As investigations continue into the deaths of the Berbice siblings who died a day apart from each other, health officials have sent samples to the lab for a diagnosis verification.

This is according to Health Minister Dr Frank Anthony who explained to this publication on Friday evening that contrary to an earlier preliminary assessment, the children may not have died from dengue-related complications.

“At the time when I spoke with the media, the working diagnosis is that they died from complications with dengue. But after completing the postmortem, the doctors are now thinking that it might not be dengue, it might be something else. But that something else, we’ll only know after we’ve completed some tests that we sent to the laboratory,” the Health Minister explained.
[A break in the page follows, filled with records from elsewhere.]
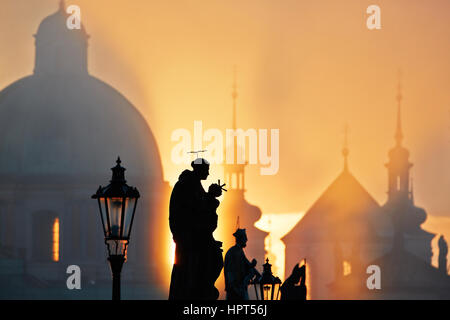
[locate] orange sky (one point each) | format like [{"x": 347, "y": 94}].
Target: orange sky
[{"x": 304, "y": 67}]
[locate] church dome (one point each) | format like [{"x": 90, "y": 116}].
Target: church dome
[
  {"x": 53, "y": 125},
  {"x": 54, "y": 26},
  {"x": 61, "y": 121}
]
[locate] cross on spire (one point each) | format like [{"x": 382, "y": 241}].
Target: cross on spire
[
  {"x": 345, "y": 150},
  {"x": 234, "y": 95},
  {"x": 399, "y": 133}
]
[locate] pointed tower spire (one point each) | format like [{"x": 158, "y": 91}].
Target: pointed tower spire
[
  {"x": 399, "y": 133},
  {"x": 234, "y": 95},
  {"x": 345, "y": 150}
]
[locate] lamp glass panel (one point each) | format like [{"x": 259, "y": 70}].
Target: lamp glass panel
[
  {"x": 115, "y": 211},
  {"x": 103, "y": 212},
  {"x": 129, "y": 207}
]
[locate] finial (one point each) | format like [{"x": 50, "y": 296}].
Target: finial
[
  {"x": 345, "y": 150},
  {"x": 398, "y": 133},
  {"x": 234, "y": 95}
]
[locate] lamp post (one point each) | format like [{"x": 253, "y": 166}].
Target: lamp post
[
  {"x": 267, "y": 284},
  {"x": 117, "y": 204}
]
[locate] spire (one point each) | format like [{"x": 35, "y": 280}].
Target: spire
[
  {"x": 411, "y": 193},
  {"x": 399, "y": 133},
  {"x": 345, "y": 150},
  {"x": 234, "y": 95}
]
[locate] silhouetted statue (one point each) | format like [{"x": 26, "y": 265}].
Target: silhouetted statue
[
  {"x": 238, "y": 270},
  {"x": 192, "y": 220},
  {"x": 290, "y": 290},
  {"x": 443, "y": 251}
]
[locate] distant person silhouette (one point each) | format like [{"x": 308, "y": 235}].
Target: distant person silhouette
[
  {"x": 192, "y": 221},
  {"x": 290, "y": 290},
  {"x": 237, "y": 269}
]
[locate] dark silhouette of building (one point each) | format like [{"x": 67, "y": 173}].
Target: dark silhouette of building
[
  {"x": 61, "y": 129},
  {"x": 346, "y": 230},
  {"x": 234, "y": 205}
]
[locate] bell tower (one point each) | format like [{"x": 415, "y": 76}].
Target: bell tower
[
  {"x": 399, "y": 165},
  {"x": 235, "y": 172}
]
“We’ve sent samples to the lab for a verification of the diagnosis,” he added. The results are expected some time next week.

Arianna Mohabeer, 9, died on Monday while her brother, Ricardo Mohabeer, 11, died on Sunday. They resided at New Area Canefield, East Canje, Region Six (East Berbice-Corentyne).
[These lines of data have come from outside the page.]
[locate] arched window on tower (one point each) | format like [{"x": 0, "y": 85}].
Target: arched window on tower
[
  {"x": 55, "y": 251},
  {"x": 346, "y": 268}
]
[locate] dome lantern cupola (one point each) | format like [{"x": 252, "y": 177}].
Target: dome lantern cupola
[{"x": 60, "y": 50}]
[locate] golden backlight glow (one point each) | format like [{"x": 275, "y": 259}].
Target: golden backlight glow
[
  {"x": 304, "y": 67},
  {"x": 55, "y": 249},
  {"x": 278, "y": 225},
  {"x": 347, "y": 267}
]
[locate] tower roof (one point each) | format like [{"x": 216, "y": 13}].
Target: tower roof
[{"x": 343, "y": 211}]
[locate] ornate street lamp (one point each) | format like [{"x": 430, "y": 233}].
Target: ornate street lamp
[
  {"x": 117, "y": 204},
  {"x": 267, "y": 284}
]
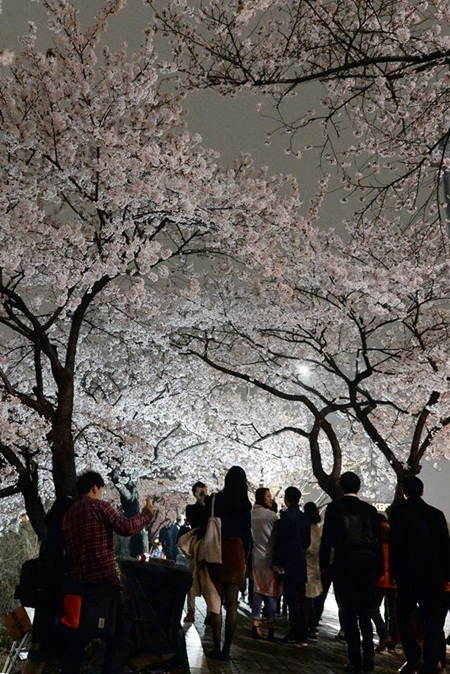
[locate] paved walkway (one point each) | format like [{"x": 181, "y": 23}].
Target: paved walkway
[{"x": 251, "y": 656}]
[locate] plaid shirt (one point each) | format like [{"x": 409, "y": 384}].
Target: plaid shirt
[{"x": 88, "y": 537}]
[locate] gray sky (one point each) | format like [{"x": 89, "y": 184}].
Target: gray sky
[{"x": 228, "y": 125}]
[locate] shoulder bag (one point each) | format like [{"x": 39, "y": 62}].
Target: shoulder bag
[{"x": 210, "y": 547}]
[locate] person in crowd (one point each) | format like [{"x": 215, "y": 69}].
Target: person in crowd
[
  {"x": 292, "y": 539},
  {"x": 385, "y": 590},
  {"x": 195, "y": 515},
  {"x": 265, "y": 584},
  {"x": 53, "y": 567},
  {"x": 88, "y": 529},
  {"x": 233, "y": 507},
  {"x": 419, "y": 557},
  {"x": 314, "y": 585},
  {"x": 168, "y": 536},
  {"x": 157, "y": 552},
  {"x": 352, "y": 530}
]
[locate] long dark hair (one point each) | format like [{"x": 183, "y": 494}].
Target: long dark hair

Rihanna Persaud, the children’s mother, had explained that her son had a fever for two days, and she was treating him at home, however, he became unresponsive on Sunday, causing her to rush him to the New Amsterdam Hospital.

But her son was pronounced dead on arrival.
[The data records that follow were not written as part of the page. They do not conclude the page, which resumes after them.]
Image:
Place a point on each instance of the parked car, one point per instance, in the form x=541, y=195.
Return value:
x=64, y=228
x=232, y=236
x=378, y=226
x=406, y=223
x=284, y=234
Meanwhile, even before her son was rushed to the hospital, her daughter was already a patient there, having been admitted on Saturday, also with a fever. The mother said the hospital was initially treating her daughter for dengue.

But the girl died on Monday.

The 30-year-old mother, who also has two other children aged 3 and 15, explained that her sister was often be at the hospital.

The sister, the mother explained, related that before the girl died, health workers had given her an injection.
“My sister say the nurse come and give her an injection and then she start to flatter and she fall and my sister grabble her and called the nurse and showed her what happening. The nurse tell her to give my daughter something sweet to drink. From since they give she the injection, the child start getting more heavy fever and falling more sick. Then at the last, they tell me that with the bacteria it cause a lung infection and so fluid in her lung and if it keep coming up it could cause difficulty breathing which could be life threatening,” the mother related.

In a statement on Thursday, the Ministry of Health said it was while preparations were being made to transfer the little girl to the Georgetown Public Hospital, the child suffered a cardiac arrest and died in the Intensive Care Unit.

The statement noted too that the boy was brought into the hospital on Sunday, with no sign of life. Nevertheless, the Ministry had committed to a full investigation into both incidents.